Due to the efforts of a group
of dedicated fans, including Graystem Farm, a U.S. Club was founded in 2012
with the goal of standardizing U.S. Cream Legbar chickens in line with the British
standard without sacrificing egg production or auto-sexing traits, then
obtaining American Poultry Association recognition. We are proud members of the U.S. Cream Legbar Club.
Cream Legbar Highlights:
As a breed, the Dorking has been around at least since the time of Columella, a Roman agricultural historian of the first century A.D. who wrote of five toed fowl perfectly matching the Dorking. The Romans are believed to have brought the birds to Britain but no one can say for certain. No matter how they arrived, the Dorking flourished in the counties of Kent, Sussex and Surrey. The town of Dorking, Surrey, from whence the breed received its name, proudly displays this fowl on its coat of arms.
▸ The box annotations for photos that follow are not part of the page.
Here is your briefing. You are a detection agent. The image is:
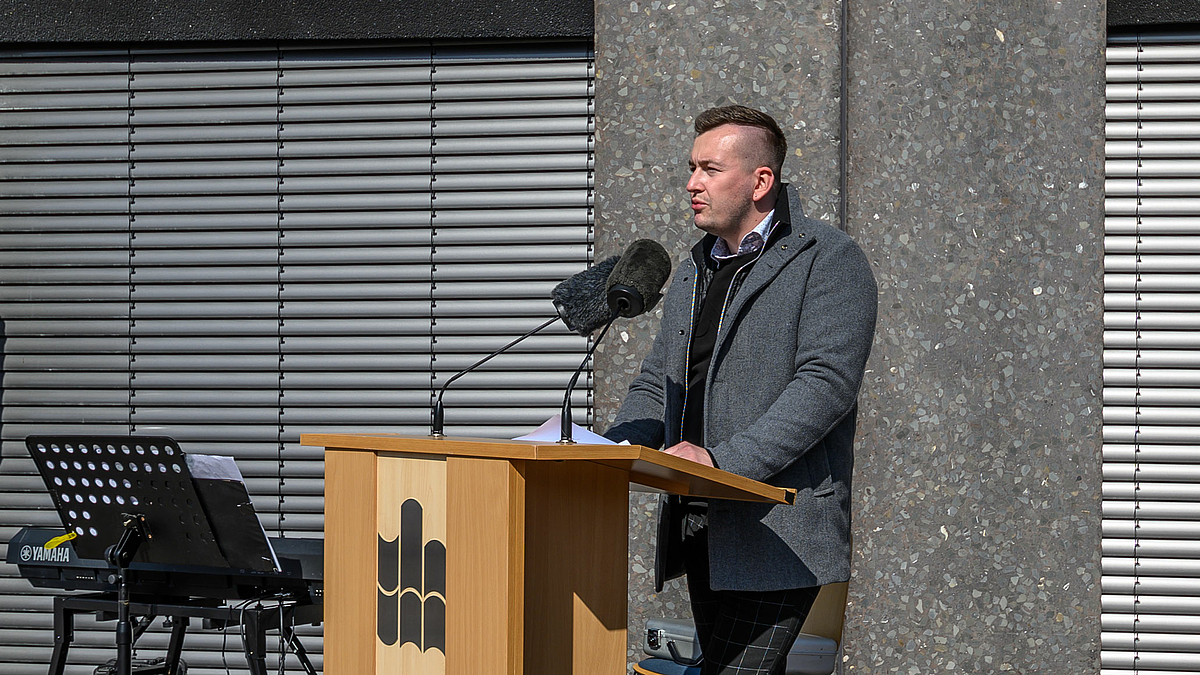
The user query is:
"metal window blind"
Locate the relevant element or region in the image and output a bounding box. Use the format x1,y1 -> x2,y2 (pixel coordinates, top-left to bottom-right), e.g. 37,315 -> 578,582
0,42 -> 594,675
1100,36 -> 1200,675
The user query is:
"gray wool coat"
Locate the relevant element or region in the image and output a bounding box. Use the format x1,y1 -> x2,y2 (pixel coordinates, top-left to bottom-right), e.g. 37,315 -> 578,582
605,186 -> 877,591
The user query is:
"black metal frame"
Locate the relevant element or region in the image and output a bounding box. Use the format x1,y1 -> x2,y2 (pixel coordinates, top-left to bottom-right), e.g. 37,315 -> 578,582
48,593 -> 323,675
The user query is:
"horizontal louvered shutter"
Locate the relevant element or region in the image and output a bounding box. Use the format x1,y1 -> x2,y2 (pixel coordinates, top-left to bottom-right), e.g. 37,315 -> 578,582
1100,40 -> 1200,675
0,43 -> 594,675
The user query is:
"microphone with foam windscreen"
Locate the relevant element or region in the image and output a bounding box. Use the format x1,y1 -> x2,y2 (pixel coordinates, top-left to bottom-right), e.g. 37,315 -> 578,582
605,239 -> 671,318
430,256 -> 620,437
550,256 -> 620,338
558,239 -> 671,443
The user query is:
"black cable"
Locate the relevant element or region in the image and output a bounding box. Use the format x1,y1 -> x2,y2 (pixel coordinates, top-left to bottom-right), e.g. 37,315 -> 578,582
838,0 -> 850,232
277,598 -> 288,675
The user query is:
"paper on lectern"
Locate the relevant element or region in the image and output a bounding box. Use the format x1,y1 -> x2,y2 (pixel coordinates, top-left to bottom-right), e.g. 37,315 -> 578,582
514,414 -> 629,446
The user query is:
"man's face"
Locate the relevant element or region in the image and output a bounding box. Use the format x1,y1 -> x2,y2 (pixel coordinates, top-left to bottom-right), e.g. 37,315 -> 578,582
688,124 -> 758,238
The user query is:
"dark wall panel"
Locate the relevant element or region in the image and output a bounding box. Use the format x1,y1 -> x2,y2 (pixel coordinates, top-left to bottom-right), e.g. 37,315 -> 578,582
0,0 -> 593,42
1108,0 -> 1200,29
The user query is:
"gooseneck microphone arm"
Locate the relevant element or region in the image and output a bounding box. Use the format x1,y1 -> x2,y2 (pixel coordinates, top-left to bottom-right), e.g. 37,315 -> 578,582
558,312 -> 620,443
430,316 -> 561,437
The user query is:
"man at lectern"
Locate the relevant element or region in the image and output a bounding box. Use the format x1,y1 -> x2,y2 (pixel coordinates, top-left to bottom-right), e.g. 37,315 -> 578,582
605,106 -> 876,675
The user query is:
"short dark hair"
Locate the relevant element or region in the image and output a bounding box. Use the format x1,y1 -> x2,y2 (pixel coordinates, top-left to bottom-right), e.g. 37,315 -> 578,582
695,106 -> 787,178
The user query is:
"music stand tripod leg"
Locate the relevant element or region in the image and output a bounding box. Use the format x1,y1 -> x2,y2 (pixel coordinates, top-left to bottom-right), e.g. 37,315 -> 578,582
284,626 -> 317,675
49,596 -> 74,675
166,616 -> 187,675
241,607 -> 266,675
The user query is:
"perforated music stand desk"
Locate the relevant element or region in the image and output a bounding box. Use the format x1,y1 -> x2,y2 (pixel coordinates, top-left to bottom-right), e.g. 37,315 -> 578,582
25,435 -> 304,675
300,434 -> 794,675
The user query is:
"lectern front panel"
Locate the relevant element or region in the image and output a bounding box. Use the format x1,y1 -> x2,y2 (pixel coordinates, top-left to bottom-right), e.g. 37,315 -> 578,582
376,454 -> 448,675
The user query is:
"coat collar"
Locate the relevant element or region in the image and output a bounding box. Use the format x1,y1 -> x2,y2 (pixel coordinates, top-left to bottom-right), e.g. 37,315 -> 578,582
706,184 -> 815,329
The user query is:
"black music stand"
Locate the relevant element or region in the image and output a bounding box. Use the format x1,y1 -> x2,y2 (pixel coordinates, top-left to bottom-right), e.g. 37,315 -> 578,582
25,435 -> 286,675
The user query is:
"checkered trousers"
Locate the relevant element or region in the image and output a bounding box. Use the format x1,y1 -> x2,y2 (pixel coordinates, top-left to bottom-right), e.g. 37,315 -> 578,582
684,528 -> 821,675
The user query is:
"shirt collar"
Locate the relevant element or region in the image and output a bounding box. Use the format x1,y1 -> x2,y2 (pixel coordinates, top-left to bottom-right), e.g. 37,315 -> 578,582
708,209 -> 775,261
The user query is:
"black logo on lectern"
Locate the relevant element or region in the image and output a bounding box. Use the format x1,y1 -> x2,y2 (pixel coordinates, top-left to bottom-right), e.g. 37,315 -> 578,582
376,500 -> 446,653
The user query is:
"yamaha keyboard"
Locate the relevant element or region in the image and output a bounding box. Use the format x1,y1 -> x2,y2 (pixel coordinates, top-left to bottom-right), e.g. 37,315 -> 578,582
6,527 -> 324,604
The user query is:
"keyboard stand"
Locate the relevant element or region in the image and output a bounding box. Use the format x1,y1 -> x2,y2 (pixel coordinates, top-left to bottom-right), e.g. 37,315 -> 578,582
49,593 -> 323,675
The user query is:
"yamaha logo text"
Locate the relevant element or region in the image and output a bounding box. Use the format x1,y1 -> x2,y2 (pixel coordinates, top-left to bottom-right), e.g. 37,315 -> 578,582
20,545 -> 71,562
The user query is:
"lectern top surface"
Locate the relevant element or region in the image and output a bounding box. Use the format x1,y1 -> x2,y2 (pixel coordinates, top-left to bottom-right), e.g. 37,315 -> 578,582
300,434 -> 796,503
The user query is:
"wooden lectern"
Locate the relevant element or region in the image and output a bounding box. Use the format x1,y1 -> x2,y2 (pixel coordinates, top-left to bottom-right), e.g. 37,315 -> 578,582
300,434 -> 794,675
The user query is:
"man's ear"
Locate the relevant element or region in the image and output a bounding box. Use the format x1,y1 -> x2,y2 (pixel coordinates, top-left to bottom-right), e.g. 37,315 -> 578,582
754,167 -> 779,202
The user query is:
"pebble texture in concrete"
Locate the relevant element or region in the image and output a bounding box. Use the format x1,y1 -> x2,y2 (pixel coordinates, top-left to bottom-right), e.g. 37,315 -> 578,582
845,0 -> 1104,675
596,0 -> 1104,674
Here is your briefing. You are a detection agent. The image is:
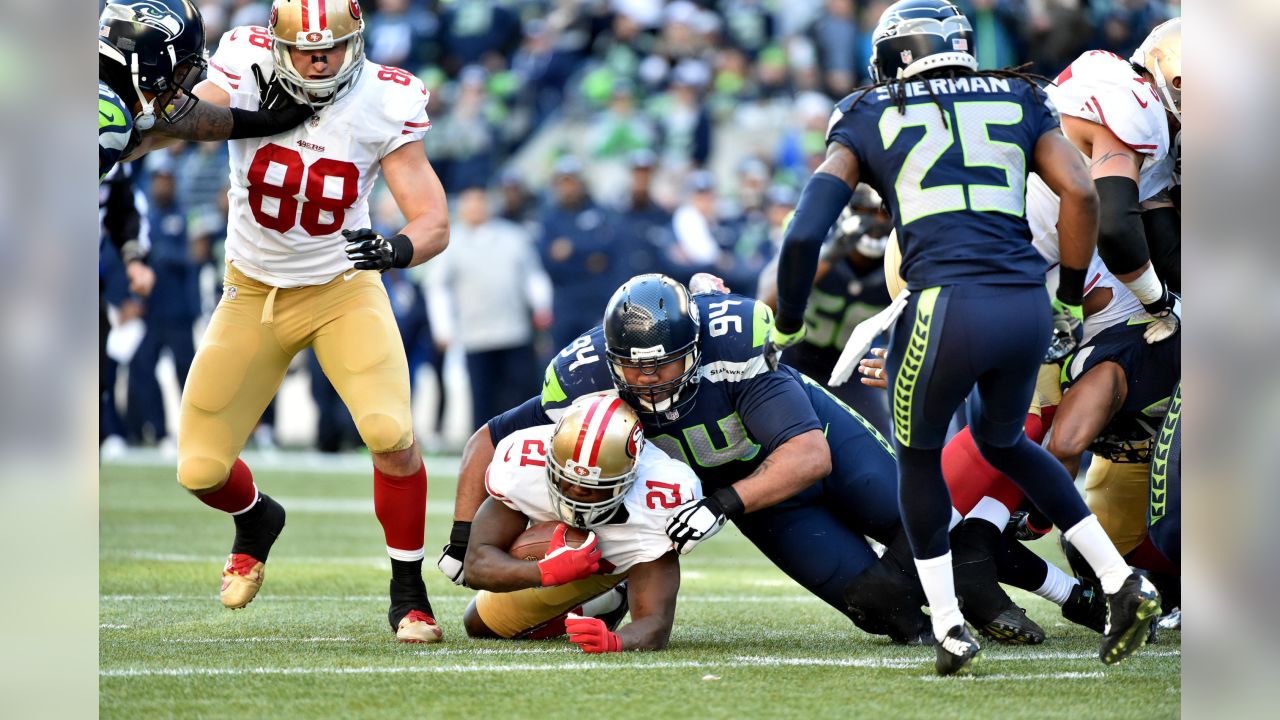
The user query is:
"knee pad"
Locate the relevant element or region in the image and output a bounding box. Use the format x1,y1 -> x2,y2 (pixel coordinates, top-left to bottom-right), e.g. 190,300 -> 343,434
178,456 -> 230,493
356,413 -> 413,452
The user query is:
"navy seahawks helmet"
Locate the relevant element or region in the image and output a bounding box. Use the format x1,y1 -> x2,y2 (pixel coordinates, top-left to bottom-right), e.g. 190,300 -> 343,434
868,0 -> 978,82
604,273 -> 701,425
97,0 -> 207,131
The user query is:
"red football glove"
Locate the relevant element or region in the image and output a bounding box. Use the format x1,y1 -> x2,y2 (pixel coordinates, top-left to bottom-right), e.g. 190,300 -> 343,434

Though the Dorking is considered a dual purpose chicken, and is in fact a good winter layer, it truly excels at the table. In 1853, the Rev. Dixon, in "A Treatise on the History and Management of Ornamental and Domestic Poultry," wrote:
"A correspondent, writing from Boston says, 'You ask me what kind of Fowls I prefer? I wish to be understood that, when I speak of Fowls, I recommend or condemn from my own experience--not from the representation of others. I prefer the white Dorking before any other breed known in this part of the country. They have all the good qualities in full, which other breeds possess only in part; they are hardy, handsome, prolific, easily raised, and, when they are brought upon the table, 'they are food for Emperors and Kings (Dixon 184).'"
Dorking colors recognized by the A.P.A. include White, thought to be the most ancient variety, Coloured and the Silver Gray from which they were derived, and Red. They may also be found in Black, Speckled and Barred. We selected the White Dorking for three reasons: 1) they are the only variety with a rose comb which is both unique and attractive with white plumage as well as resistant to frost bite, 2) the white feathers on white skin is neater to dress, and 3) the breeder from whom we purchased our foundation stock, J. Marquette of Yellow House Farm, has made significant progress toward reclaiming the original excellence of the White Dorking.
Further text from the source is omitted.